The long-term sequelae are generally favorable with conservative treatment. However, recurrence is not uncommon. Most recurrent events occur within the first few years and are more likely in patients with coronary tortuosity or fibromuscular dysplasia (FMD), both of which are associated with higher recurrence risk.14 Therefore, patient counseling, risk factor modification, avoidance of triggers, and structured follow-up are essential.

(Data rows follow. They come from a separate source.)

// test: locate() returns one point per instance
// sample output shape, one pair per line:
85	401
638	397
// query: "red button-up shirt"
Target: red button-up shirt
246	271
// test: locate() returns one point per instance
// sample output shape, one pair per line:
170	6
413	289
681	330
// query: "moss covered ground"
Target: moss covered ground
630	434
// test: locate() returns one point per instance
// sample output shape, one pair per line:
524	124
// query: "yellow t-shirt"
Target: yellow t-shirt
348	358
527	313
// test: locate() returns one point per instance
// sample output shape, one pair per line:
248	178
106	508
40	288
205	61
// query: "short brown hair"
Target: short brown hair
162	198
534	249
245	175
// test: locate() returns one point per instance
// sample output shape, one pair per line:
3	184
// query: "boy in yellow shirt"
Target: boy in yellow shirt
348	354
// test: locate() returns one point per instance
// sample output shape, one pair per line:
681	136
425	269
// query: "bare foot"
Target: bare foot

This case highlights the importance of maintaining a high index of suspicion for SCAD in young women presenting with ACS, irrespective of their risk factor profile, underscores the value of multimodality imaging for accurate diagnosis, and demonstrates the effectiveness of conservative management when appropriate.

Conclusion

Spontaneous coronary artery dissection (SCAD) is a rare but important cause of acute myocardial infarction in young women without traditional cardiovascular risk factors. Early recognition, accurate diagnosis with multimodal imaging, and appropriate conservative management are crucial to optimizing outcomes and minimizing procedural complications. This case highlights the importance of considering SCAD in differential diagnosis for acute coronary syndromes in this population, emphasizes the role of imaging in guiding therapy, and demonstrates that long-term recovery with complete arterial healing is achievable with careful follow-up and multidisciplinary care.

Ethical Considerations

Written informed consent was obtained from the patient for publication of this case report and accompanying images.